Canadian income disparity among worst in OECD

Canada is among the worst countries in the developed world in terms of the widening income gap between top earners and others in society, according to the Organization for Economic Co-operation and Development.

By THE CANADIAN PRESS

Canada is among the worst countries in the developed world in terms of the widening income gap between top earners and others in society, according to the Organization for Economic Co-operation and Development.

The analysis shows income inequality is on the rise in most developed economies, but the trend has particularly taken hold in the United States and Canada.

The OECD report shows the top one per cent of Canadian pre-tax income earners captured 37 per cent of the overall income growth between 1981 and 2012, and now swallow up 12.2 per cent of the country’s income pie.

In the U.S., the top one percenters captured 47 per cent of income growth in the country during the period — and now take in one-fifth of the country’s pre-tax annual income.

Meanwhile, incomes among the poorest households have not kept pace with overall income growth, the OECD says. In fact, stripping away the top one percenters would leave overall income growth considerably lower in many countries. This is why the majority of the population can’t reconcile their countries’ economic growth rate with improvements in their incomes, the report speculates

The growing income gap has become a major political issue in Canada, with both the Liberals and NDP likely to focus on the topic in next year’s federal election. But the Harper government has downplayed the problem, pointing to other studies that show the Canadian middle class has done relatively well in the past decade.

The OECD report shows Canada is near the top of the heap in terms of both growth in income disparity over the past three decades and in absolute terms.

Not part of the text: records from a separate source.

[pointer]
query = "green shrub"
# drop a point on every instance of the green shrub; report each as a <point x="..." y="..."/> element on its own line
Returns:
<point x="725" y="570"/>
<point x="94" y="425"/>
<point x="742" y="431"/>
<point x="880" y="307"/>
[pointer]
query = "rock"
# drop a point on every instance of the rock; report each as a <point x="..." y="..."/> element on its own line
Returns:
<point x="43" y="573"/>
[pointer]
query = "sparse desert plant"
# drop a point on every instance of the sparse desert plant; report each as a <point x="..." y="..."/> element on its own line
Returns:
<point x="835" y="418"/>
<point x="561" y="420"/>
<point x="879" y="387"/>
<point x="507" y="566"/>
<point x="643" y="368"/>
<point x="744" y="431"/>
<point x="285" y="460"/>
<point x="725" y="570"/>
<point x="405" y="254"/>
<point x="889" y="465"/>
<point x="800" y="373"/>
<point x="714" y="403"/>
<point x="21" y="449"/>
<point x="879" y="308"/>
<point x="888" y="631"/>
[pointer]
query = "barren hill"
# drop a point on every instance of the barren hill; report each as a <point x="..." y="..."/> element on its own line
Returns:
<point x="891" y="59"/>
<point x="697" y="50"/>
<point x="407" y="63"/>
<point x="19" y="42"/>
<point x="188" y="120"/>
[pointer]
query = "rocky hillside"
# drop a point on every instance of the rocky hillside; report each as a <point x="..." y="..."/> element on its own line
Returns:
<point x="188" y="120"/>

The apparent disconnect is that most of the growing disparity in Canada occurred mostly in the 1980s and 1990s, whereas the last decade or so has seen the gap narrow or remain static.

McMaster University economics professor Michael Veall, who has done extensive work on the so-called top one per cent, attributes the recent stall in the growth of disparity to the dotcom bust in the early 2000s and the 2008-09 economic crash — two crises that sharply impacted investment incomes.

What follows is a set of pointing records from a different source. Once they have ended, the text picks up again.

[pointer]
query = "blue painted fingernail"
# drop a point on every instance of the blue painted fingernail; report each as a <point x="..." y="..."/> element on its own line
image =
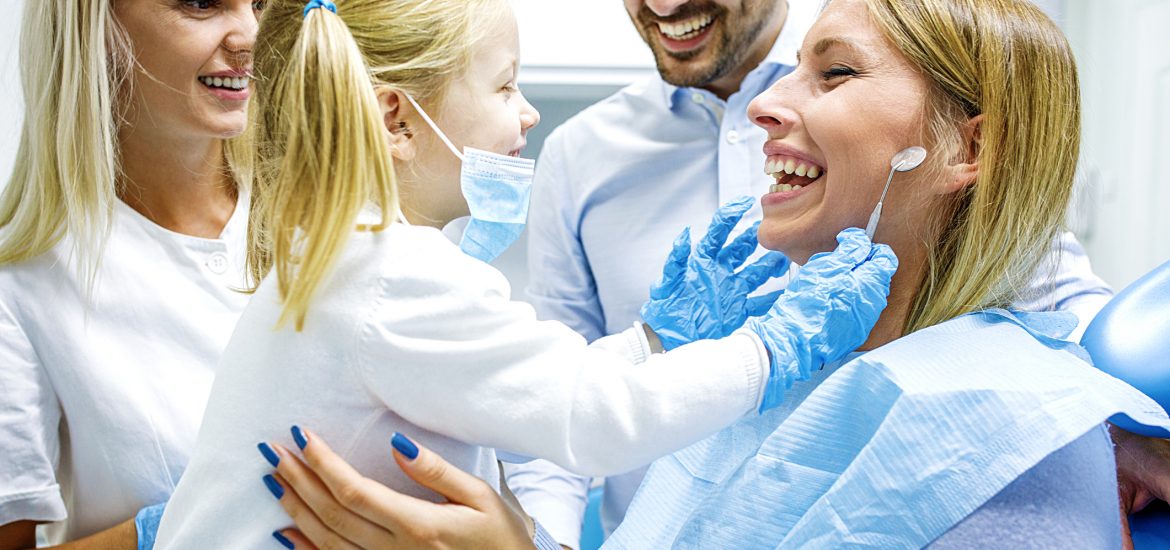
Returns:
<point x="298" y="437"/>
<point x="274" y="486"/>
<point x="281" y="538"/>
<point x="269" y="454"/>
<point x="405" y="446"/>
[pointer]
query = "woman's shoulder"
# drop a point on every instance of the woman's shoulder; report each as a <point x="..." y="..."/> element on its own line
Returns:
<point x="422" y="261"/>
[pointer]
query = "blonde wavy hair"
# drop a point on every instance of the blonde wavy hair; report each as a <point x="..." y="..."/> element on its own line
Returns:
<point x="321" y="151"/>
<point x="76" y="71"/>
<point x="1007" y="61"/>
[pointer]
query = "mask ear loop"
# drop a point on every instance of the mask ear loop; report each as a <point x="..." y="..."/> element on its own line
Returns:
<point x="433" y="125"/>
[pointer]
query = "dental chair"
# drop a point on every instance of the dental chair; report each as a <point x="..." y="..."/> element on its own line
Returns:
<point x="1130" y="339"/>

The OECD also acknowledges the effect on top earners from the recent economic crisis, but says by 2010 real incomes among the top group had increased by four per cent while for the lower 90 per cent incomes were stagnant.

The OECD, whose 34 member countries are among the world’s wealthiest, warns the problem will worse unless steps are taken to ensure top earners pay their fair share of taxes.

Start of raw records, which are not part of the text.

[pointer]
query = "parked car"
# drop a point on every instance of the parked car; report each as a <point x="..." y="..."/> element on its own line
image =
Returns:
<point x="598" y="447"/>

“Without concerted policy action, the gap between the rich and poor is likely to grow even wider in the years ahead,” predicted OECD Secretary-General Angel Gurria. He notes that in almost all OECD countries, governments have substantially cut top personal tax rates in the past three decades.

As a result, the OECD is calling for a rollback in those tax rate cuts, as well as abolishing or scaling back on a wide range of tax regulations that disproportionately go to top earners, including on stock options, fringe benefits and income from capital and investment.

With the one percenters capturing 12.2 per cent of the income pie in 2012, Canada ranks only behind the United States (20 per cent), Great Britain (12.9 per cent), and Germany (12.7 per cent) in terms of income disparity among the 18 relatively rich countries compared.

The biggest growth in disparity over the past three decades occurred in Norway, Sweden and Finland, where the percentage increase in income captured by the top group rose by about 70 per cent. Still, the three countries continue to rank among the most egalitarian — by 2012, the top one percenters constituted only seven or eight per cent of total national income.

The data also suggests there is little correlation between income disparity and economic performance.

Countries with high levels of inequality, such as the U.S., Germany and Canada, have been among the strongest performers over the past 30 years. But so have low-disparity economies, such as the Scandinavian countries.

Meanwhile, several struggling economies — such as Spain, France and Italy — boast relatively low levels of income growth disparity between the top one per cent and the rest.